As you can see, not only does our buyer persona help us prioritize channels and tactics, but it also tells us how to effectively communicate with our ideal customer.

Buyer personas lead to more focused businesses

Your buyer personas will likely change as you learn new information about your customers, and you may even discover entirely new buyer personas as your audience grows.

With up-to-date buyer personas, decisions about who to target and how to communicate with them become easier for your team. When you use personas you can expect increased engagement on your social media channels to a greater return on investment (ROI) for your online ads.

Taking the time to define your buyer personas can help your business succeed by understanding the customers most likely to buy from you.

How to build buyer personas FAQ

How is a buyer persona created?

A buyer persona is created by identifying patterns amongst your ideal customers that can be used to help you seek out and sell to more people like them.

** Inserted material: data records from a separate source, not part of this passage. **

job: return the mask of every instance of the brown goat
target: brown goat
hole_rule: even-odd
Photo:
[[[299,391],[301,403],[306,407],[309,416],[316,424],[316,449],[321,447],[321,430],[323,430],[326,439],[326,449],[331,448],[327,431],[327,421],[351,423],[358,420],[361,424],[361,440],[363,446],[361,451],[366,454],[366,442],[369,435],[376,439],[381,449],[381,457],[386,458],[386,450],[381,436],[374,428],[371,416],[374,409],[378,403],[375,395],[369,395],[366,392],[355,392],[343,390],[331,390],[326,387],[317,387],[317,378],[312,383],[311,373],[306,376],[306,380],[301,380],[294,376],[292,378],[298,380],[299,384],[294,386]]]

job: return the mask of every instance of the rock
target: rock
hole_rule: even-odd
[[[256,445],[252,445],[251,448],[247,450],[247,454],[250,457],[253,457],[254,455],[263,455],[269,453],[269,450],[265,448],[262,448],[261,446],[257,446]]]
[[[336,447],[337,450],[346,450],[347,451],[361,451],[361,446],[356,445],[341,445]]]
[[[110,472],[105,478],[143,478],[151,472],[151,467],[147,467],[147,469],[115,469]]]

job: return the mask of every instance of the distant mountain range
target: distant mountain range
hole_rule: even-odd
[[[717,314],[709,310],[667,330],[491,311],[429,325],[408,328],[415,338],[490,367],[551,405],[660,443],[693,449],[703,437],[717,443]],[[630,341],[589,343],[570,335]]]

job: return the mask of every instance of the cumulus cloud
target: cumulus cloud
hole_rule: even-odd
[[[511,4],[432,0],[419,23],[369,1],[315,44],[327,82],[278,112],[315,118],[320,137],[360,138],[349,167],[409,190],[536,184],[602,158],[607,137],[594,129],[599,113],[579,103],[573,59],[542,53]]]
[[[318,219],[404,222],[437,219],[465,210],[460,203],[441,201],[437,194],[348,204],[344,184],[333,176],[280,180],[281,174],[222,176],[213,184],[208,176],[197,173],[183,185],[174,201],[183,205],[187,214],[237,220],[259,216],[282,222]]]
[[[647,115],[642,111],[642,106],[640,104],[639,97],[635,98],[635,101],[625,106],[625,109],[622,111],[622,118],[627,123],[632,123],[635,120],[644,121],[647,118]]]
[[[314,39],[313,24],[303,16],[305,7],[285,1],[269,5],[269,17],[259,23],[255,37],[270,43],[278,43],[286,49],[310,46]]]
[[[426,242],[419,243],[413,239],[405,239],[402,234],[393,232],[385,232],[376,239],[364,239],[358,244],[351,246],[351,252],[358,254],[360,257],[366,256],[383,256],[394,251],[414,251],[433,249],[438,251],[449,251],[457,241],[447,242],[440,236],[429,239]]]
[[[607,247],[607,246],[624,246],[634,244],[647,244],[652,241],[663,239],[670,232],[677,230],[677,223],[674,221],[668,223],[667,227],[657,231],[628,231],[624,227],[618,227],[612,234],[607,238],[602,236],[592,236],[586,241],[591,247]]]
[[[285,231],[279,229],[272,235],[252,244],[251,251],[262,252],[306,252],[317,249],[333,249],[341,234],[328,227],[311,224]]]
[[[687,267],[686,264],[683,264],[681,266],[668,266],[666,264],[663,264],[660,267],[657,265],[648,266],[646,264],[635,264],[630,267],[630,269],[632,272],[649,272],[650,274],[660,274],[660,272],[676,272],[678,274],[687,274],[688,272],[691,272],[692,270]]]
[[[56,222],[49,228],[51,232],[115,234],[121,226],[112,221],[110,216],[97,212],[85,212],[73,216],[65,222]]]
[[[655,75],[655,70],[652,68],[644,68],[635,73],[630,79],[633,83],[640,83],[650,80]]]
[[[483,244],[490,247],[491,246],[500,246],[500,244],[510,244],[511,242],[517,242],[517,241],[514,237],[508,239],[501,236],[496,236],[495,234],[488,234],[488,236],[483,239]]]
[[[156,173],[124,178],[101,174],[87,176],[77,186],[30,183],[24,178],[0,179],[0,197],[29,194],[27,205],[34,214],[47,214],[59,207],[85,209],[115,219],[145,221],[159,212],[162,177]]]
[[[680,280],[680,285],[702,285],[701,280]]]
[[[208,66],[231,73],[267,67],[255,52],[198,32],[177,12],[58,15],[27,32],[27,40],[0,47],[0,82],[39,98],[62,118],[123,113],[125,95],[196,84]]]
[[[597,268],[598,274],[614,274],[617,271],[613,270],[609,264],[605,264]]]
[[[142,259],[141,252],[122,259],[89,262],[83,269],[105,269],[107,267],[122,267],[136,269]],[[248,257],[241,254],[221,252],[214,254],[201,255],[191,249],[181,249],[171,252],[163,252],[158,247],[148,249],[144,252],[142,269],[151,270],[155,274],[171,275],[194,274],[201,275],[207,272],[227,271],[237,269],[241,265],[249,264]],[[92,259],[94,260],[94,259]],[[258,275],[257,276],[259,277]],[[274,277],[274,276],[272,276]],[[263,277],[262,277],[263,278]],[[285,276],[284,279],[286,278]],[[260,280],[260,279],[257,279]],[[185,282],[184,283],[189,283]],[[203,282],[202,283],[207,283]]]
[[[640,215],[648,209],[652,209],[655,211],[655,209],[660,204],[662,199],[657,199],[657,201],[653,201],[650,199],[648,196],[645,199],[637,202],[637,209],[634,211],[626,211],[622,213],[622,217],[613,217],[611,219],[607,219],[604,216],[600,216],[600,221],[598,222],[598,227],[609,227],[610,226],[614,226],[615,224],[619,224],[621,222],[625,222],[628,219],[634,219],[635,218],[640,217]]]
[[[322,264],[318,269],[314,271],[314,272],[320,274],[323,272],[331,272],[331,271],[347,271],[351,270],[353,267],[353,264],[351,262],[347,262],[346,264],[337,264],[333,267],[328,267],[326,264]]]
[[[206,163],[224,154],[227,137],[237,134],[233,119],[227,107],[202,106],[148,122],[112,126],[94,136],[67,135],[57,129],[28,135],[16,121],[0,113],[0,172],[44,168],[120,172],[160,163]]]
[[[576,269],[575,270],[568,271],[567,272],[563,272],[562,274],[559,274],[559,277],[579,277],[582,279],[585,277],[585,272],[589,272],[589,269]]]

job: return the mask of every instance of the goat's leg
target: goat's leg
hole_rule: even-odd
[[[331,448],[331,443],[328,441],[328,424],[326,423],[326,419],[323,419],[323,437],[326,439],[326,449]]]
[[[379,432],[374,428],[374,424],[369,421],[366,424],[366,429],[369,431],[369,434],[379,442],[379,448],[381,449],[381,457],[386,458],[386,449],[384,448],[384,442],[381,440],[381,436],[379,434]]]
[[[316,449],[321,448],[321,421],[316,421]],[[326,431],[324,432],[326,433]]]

What is the first step of building your buyer persona?

The first step in building your buyer persona is to identify who your best customer would be. That is, the person who requires the least amount of effort and convincing to buy.

How long does it take to create a buyer persona?

It can take several hours to do the research and interviews necessary to create a useful persona, but a buyer persona is an evolving document you should be regularly updated over time.

What are the basic elements to consider when creating a customer persona?

You should consider demographics (e.g., age, gender), psychographics (e.g., interests, politics), and their motivations and hesitations in purchasing. Above all, you should only include information that you feel is relevant and can be acted upon in your marketing.